Scientists on board the research ship Yakov Smirnitsky recently finished taking precise measurements of methane along Russia's entire northern coastline. Conducted under the International Siberian Shelf Study 2008, the research revealed methane concentrations as much as 100 times background levels, with the largest anomalies tens of thousands of square kilometers in extent.
"We have found elevated levels of methane above the water surface and even more in the water just below", researcher Dr Orjan Gustafsson of Stockholm University told the British Independent in an email. "It is obvious that the source is the seabed."
In some places, the gas was evidently bubbling from the sea floor in volumes too great to be dissolved by the surrounding water. Echo-soundings detected "methane chimneys" reaching all the way to the surface.
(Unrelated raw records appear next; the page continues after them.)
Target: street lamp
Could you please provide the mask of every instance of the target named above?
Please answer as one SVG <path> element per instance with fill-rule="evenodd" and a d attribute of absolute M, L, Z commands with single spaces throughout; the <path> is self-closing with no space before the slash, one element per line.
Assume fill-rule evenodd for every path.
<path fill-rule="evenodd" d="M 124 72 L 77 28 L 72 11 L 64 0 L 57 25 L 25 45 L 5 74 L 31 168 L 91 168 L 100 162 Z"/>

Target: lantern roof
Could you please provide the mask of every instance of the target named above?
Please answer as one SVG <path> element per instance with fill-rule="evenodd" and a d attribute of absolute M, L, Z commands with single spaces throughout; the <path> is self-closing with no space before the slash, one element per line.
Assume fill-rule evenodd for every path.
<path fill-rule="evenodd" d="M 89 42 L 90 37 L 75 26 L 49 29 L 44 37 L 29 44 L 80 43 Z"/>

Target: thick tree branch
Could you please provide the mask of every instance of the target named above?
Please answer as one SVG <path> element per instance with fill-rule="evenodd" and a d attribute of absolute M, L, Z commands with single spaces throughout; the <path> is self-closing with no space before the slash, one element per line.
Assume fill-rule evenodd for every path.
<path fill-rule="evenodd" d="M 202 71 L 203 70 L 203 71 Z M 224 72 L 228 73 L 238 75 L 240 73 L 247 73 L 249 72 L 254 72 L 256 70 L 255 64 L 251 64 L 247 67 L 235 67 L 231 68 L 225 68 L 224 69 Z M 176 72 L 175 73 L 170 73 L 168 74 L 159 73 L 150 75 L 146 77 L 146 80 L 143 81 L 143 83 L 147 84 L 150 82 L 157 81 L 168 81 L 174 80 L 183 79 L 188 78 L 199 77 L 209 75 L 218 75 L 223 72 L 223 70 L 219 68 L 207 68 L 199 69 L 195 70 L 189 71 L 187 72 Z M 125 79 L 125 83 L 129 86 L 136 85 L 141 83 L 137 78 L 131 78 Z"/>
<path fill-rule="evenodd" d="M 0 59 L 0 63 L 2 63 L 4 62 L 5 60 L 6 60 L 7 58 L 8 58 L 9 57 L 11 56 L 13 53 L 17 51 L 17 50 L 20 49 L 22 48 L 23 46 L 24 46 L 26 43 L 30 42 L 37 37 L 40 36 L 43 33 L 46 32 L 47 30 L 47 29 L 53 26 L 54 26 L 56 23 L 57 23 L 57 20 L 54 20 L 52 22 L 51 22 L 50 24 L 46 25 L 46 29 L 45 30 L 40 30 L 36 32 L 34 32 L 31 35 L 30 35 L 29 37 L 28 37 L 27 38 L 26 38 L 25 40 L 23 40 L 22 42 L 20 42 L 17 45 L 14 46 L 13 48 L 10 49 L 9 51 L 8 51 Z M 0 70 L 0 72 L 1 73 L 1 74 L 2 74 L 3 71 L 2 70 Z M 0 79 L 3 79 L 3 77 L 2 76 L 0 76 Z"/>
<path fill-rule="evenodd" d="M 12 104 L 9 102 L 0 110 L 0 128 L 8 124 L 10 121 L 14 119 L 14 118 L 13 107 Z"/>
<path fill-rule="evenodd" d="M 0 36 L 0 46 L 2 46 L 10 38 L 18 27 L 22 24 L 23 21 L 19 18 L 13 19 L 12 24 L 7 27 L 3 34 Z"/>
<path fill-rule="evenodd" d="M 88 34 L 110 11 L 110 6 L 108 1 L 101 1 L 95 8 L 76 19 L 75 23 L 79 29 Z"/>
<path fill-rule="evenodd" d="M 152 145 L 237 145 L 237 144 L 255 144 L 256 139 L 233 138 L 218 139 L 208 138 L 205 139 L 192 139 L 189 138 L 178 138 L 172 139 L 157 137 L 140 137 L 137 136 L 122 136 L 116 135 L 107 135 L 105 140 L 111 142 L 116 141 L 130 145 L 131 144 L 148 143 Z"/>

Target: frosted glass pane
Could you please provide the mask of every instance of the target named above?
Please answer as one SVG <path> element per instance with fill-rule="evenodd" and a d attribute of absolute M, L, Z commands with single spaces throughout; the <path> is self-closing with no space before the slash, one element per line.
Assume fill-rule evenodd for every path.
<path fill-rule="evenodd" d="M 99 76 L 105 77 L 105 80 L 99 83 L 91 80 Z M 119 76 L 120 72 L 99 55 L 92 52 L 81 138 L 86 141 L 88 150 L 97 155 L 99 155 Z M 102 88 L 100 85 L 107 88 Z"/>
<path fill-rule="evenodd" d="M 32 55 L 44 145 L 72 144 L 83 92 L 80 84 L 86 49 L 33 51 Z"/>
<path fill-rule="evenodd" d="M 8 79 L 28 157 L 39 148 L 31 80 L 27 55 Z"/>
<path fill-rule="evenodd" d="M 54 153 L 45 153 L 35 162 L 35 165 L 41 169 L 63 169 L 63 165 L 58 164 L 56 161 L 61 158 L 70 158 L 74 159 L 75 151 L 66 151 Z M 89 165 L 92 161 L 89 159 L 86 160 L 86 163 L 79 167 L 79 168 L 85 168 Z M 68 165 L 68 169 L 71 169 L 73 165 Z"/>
Methane, which has the chemical formula CH4, is produced when organic matter decays in an environment poor in oxygen. Vast quantities of methane are locked in the permafrost — frozen earth and swamps — of Arctic landmasses.
Increases in average Arctic temperatures, of some 4°C over recent decades, are now causing the permafrost to melt in summer across wide areas. As a result, growing amounts of Arctic methane are reaching the atmosphere.
Permafrost also extends far onto the shallow seabed of the Arctic continental shelf, where it was flooded as sea levels rose at the end of the last ice age. Until recently, scientists thought the permafrost would form a secure "lid", keeping the methane in undersea sediments from being released.
As related by the Independent, studies in the 1990s by Dr Igor Semiletov of the Far Eastern Branch of the Russian Academy of Sciences showed no elevated methane levels.
By 2003, the picture had changed. In expeditions to the Laptev Sea off Siberia, Semiletov began finding methane "hot spots" in increasing numbers. Now, the voyage of the Yakov Smirnitsky has yielded evidence that the "lid" is leaking methane across broad regions of the continental shelf.
Semiletov, who is helping prepare the findings of the Siberian Shelf Study for publication, suggests that as permafrost melts on land, rivers are discharging warmer water in growing volumes into the Arctic Ocean. Together with increased warming of ocean waters by the sun as the area of sea ice shrinks, this may be responsible for piercing the undersea permafrost and allowing methane to escape.
The thought of massive additional quantities of methane entering the atmosphere from Arctic sediments is one to ruin the sleep of climate change scientists.
Methane is often described as a greenhouse gas "twenty-five times more powerful" than carbon dioxide (CO2). But this calculation, which averages greenhouse impacts over 100 years, largely misses the point.
Unlike CO2, which once released remains in the atmosphere for centuries, methane is mostly broken down after 10 years and almost completely gone after 20. But so powerful are the greenhouse effects of methane over these 20 years — 72 times the impact of CO2 over the same period — that a large "burst" of methane into the atmosphere could cause rapid warming.
This, in turn, would melt more permafrost and release more methane. And plenty would still remain to be released — as noted by the Independent, the amount of carbon present in Arctic methane is believed to exceed that in the earth's coal deposits.
Methane in the atmosphere has more than doubled since pre-industrial times. At its present level, of about 2 parts per million, it is the second most powerful greenhouse gas after CO2, accounting for around 20% of the global warming effect. Between 1999 and 2007, atmospheric methane was roughly static, probably as a result of improved industrial and landfill practices and the decline of natural wetlands, an important methane source. But, for the last 18 months or so, the level has again been rising.
The sudden welling up of methane from the Arctic seabed is an ominous sign. Climate scientists will now be watching intently as the researchers involved in the Siberian Shelf Study try to work out how many millions of tonnes of the gas are being released.
Ending the danger from Arctic methane will require lowering temperatures across the region, and restoring sea ice in the Arctic Ocean to something like its earlier extent. For this to happen, big cuts in the atmospheric concentrations of major greenhouse gases will be essential.